|
|
|
|
|
by lngarner
1206 days ago
|
|
Hi! Thanks for asking. Basically, Status pages get updated manually, and people decide whether and when an outage is sufficiently bad to warrant a status page update. We monitor actual functionality and will capture smaller glitches that either escape human attention altogether or never get escalated to the point where the status page is updated. In more detail, this can be for three reasons:
1.) We use functional testing so we're simply showing what aspects of the platform are working and what's not. Due to definitions of "outages" and such in SLA's, vendors like Datadog might not disclose/categorize certain dysfunctions as outages and so they won't show them on their status page. In other words, some outages might be more "minor" and they won't include them on the status page.
2.) Status pages are manual, Metrist is automatic. DD might not have updated or even be fully aware of the outage. Our tests are just showing the objective data as it's happening.

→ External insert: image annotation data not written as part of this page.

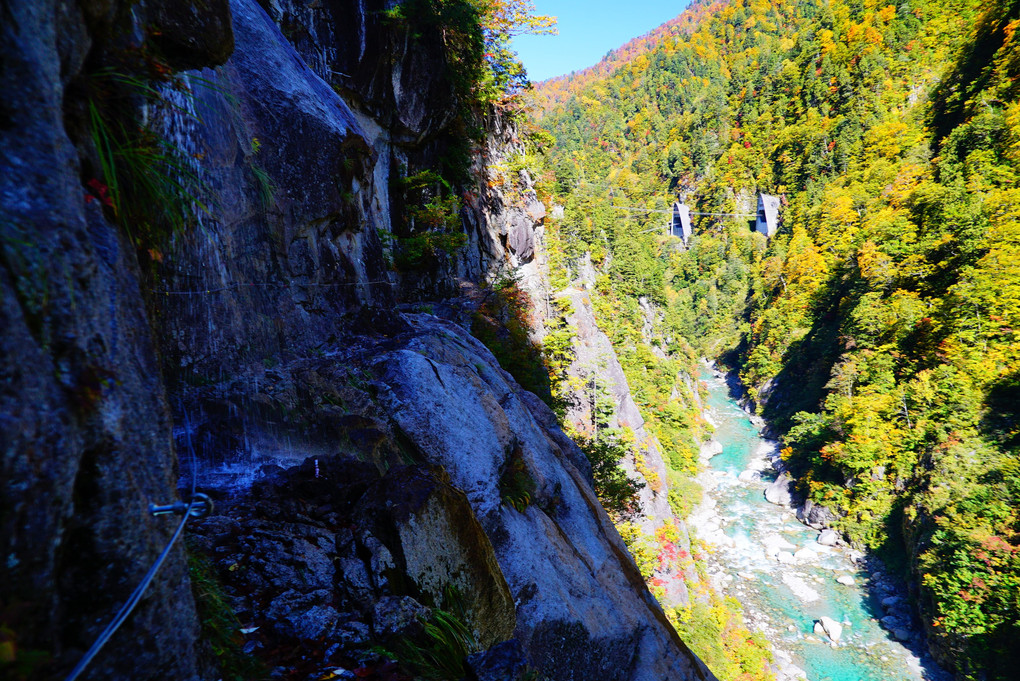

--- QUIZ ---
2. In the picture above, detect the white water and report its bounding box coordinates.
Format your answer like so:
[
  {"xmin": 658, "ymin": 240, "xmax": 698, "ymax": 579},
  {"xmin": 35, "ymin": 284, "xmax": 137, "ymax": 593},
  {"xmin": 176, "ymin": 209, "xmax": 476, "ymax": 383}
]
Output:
[{"xmin": 689, "ymin": 372, "xmax": 946, "ymax": 681}]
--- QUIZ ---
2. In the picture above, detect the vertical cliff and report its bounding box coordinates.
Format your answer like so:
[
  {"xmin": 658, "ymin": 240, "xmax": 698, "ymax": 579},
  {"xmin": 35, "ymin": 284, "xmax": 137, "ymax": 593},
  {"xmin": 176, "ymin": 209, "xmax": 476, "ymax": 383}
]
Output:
[{"xmin": 0, "ymin": 0, "xmax": 711, "ymax": 679}]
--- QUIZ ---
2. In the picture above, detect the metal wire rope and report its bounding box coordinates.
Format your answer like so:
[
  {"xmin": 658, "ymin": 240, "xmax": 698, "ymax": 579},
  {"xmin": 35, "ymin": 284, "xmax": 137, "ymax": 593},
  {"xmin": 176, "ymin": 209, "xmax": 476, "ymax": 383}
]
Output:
[
  {"xmin": 65, "ymin": 413, "xmax": 211, "ymax": 681},
  {"xmin": 65, "ymin": 501, "xmax": 196, "ymax": 681}
]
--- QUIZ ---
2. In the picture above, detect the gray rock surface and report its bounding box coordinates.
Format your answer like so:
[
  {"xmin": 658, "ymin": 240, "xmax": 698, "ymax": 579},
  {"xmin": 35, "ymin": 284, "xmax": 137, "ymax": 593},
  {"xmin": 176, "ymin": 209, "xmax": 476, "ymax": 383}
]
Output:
[
  {"xmin": 765, "ymin": 471, "xmax": 794, "ymax": 506},
  {"xmin": 815, "ymin": 530, "xmax": 839, "ymax": 546}
]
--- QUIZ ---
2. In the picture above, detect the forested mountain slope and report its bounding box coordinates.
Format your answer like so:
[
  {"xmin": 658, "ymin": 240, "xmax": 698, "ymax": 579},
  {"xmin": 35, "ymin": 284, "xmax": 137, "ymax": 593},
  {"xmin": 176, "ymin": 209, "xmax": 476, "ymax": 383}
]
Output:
[{"xmin": 540, "ymin": 0, "xmax": 1020, "ymax": 678}]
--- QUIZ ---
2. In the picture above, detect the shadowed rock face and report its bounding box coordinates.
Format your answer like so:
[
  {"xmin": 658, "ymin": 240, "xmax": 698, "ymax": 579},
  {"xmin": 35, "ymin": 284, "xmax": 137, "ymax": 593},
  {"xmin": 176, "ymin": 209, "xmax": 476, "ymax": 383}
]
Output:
[
  {"xmin": 0, "ymin": 0, "xmax": 711, "ymax": 680},
  {"xmin": 0, "ymin": 0, "xmax": 230, "ymax": 679},
  {"xmin": 187, "ymin": 314, "xmax": 712, "ymax": 680}
]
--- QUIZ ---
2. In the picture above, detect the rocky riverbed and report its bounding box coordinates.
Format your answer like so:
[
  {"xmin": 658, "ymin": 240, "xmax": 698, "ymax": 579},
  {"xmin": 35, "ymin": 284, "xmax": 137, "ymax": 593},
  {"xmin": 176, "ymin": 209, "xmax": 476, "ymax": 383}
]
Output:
[{"xmin": 690, "ymin": 370, "xmax": 949, "ymax": 681}]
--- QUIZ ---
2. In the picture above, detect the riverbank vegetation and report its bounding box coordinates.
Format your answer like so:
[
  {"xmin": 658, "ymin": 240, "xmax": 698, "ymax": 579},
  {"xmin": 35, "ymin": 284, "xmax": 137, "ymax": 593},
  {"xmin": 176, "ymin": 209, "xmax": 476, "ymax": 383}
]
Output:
[{"xmin": 540, "ymin": 0, "xmax": 1020, "ymax": 678}]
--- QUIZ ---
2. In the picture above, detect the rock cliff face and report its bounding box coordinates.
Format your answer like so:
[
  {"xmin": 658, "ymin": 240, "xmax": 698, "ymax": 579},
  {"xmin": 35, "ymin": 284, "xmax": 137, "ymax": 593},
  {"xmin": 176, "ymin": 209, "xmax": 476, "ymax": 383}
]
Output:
[
  {"xmin": 561, "ymin": 289, "xmax": 700, "ymax": 606},
  {"xmin": 0, "ymin": 0, "xmax": 711, "ymax": 679}
]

3.) Everyone experiences outages differently. This data from the demo is Metrist's experience with Datadog and can be slightly different from other people (another reason why status pages can be vague). That's why we have an orchestrator that allows people to set up personalized monitoring so they can know exactly how a vendor is affecting them in real-time. And if an outage is relevant to and affecting them. Does that answer your question? LMK if I can follow up with more info. :) |
|
This bugs me to no end. I don't want to name names but I had a devops service that was returning an odd error implying I was doing something wrong. Status page said everything was good. After several hours I emailed to be told it was actually down, they were aware, and were working on it. It eventually gets fixed, they email back, and all is well. The status page never did show any downtime.